You have been honored by APA as the writer, director and producer of the film “The Nolen Plan: Vision, Politics and Memory in San Diego,” that focuses on urban planner John Nolen’s 1909 plan for San Diego and its relevance to our city today. What is your next film project?
I have been working on two concepts one focusing on the history of planning in California at the turn of the century and what the work of Nolen, Olmstead, Robinson and others did to shape our towns and cities.

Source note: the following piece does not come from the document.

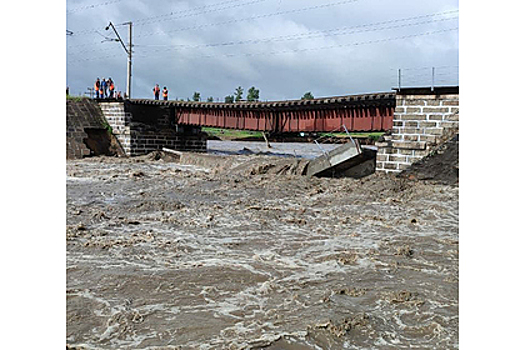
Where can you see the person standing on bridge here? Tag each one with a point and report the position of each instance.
(111, 87)
(156, 91)
(103, 88)
(97, 88)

The second idea I’ve been thinking about is the evolution of “Beach Towns.” I went to High School on Cape Cod and was a surfer; so when I moved to California, I first went to Huntington Beach and then transferred to San Diego and have always been fascinated with the evolution of those types of communities and their unique cultures and design always centered on the ocean.
Despite your illustrious career, in some circles you’re better known as the father of Saturday Night Live cast member Kyle Mooney. Share a memorable story.
I get that a lot. Kyle started showing his interest in performing at an early age and was voted most likely to be a TV star in middle school, best actor in high school and excelled at the USC film school and on Comedus Interuptus, the University’s official comedy team. One memory that I will always treasure is associated with the fact that I’m a big sports fan – in particular baseball – and Kyle and I spent a lot of time playing and visiting ball parks and the Hall of Fame together. You also may have noticed in his skits called “Inside So Cal,” he always wears a Padre hat. Well, the Padres took notice and invited him to throw out the first pitch at a game and he told them he’d love to but only if he could do it with his father. So, on my wall at home is a great picture of Kyle and I throwing out the first pitch.
And, what are your other two sons up to?
One of the things I am most proud of is the fact that my sons are best friends and they are all following their passion. I regularly joke that Sean is my favorite since he and his wife Tamara gave us grandchildren Maricela (Machie) and Lucian (Luke). Sean is closest to me in his career in that he’s in city management as Manager of City Design and Public Engagements for the City of San Rafael. He’s also a talented musician who is passing the talent along to our grandchildren. Ryan lives in Brooklyn and is a Senior Manager at the International Rescue Committee (IRC) working with refugees in the U.S. He’s also working on his third novel and regularly publishes short stories in academic press. He and his brothers write, illustrate and publish a Zine called Anti-Hype which includes a comic look at the world.